After several years, some colour pierced the darkness, and this shift of medium expanded her art form. She painted large-scale murals on busy street corners, designed grandiose costumes, and recited militant poetry. Carmina’s art displayed local, intimate tragedies on a large scale, making them impossible to ignore. And everywhere she performed, crows followed.

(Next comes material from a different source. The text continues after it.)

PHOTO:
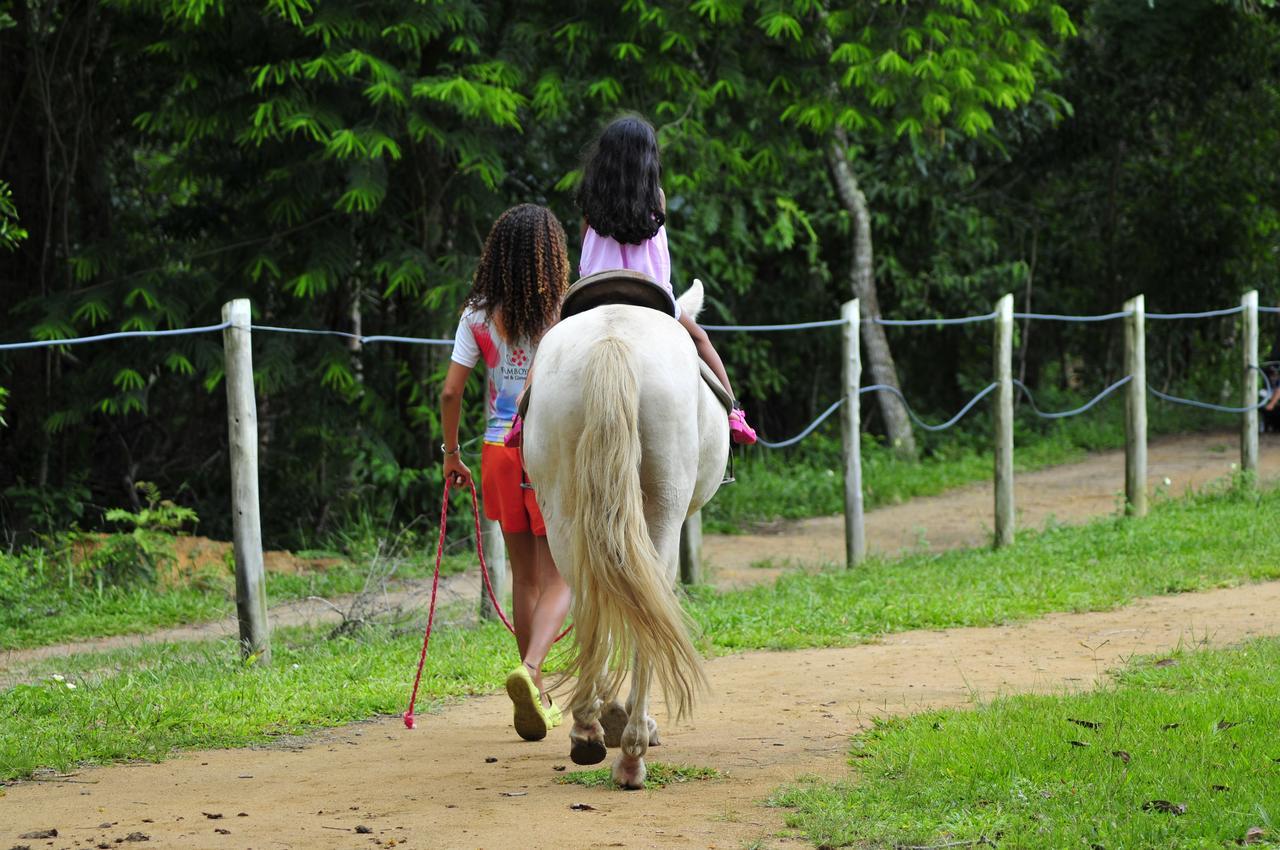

Her performances grew bold and drew the attention of artists who found her style invigorating. She grew close to a group of painters who understood her iconoclastic vision. Her performances launched the Large-Scale Surrealist movement, which became a phenomenon.

Her renown grew enough to attract the commission of a multinational enterprise, The Vack Label. Carmina investigated the group, discovering that they gifted art pieces to select disreputable congressmen. Vack’s commissioned artists seemed to disappear afterward.

Determined to expose the group’s link to corrupt politics, Carmina accepted Vack’s commission. The following week, Carmina painted a giant mural on a cemetery’s columbarium, displaying the Vack Label logo as a surrealist grim reaper harvesting the fields of Chilean families. She wore a theatrical dress as she painted, on which she had stitched a poem about political revolution.

The piece sparked a radical debate about corruption. The controversy painted a target on Carmina’s back. After receiving anonymous death threats, she took refuge in her father’s house, bringing along her closest friends for safety.

That night, a gang of masked gunmen broke into the house. They swiftly subdued Carmina and her friends, threw them in a van, and drove off.

The following morning, a dry breeze blew sand on Carmina’s face, awakening her. She was seated in a chair in the middle of the desert, with her legs tied and her hands handcuffed. Her friends were lying on the ground, tied up. A shadow fell over her face. Carmina looked up.

A man dressed in a long robe with his face hidden in a dark hood approached her. He pulled a silvery knife from his robe.

He grabbed her hands and recited a hymn in an unfamiliar language. Carmina held his gaze. He paused and brought down his blade with a sudden blow.

She cried in agony as her friends woke to a terrible sight; Carmina’s severed hands falling in the sand.

The hooded man smiled in satisfaction. “How are you going to paint now?” Carmina cursed and screamed at him, wriggling against her bonds.

The man grabbed Carmina’s chin. She spit in his face.

He grunted and pried her mouth open, pulling out her tongue. Carmina struggled against her handcuffs. In a violent blow, he chopped off Carmina’s tongue.

She howled in anguish. The man wiped his blade on his robe, leaving a trail of blood. “How are you going to recite poems now?”

Sorrow swelled in Carmina’s chest, sharper than pain. Overwhelmed by uncontrollable rage, grief and loss overcame her senses. She had lost her little brother. And she had lost the only way to cope with such pain. Carmina screamed like on the day her brother died.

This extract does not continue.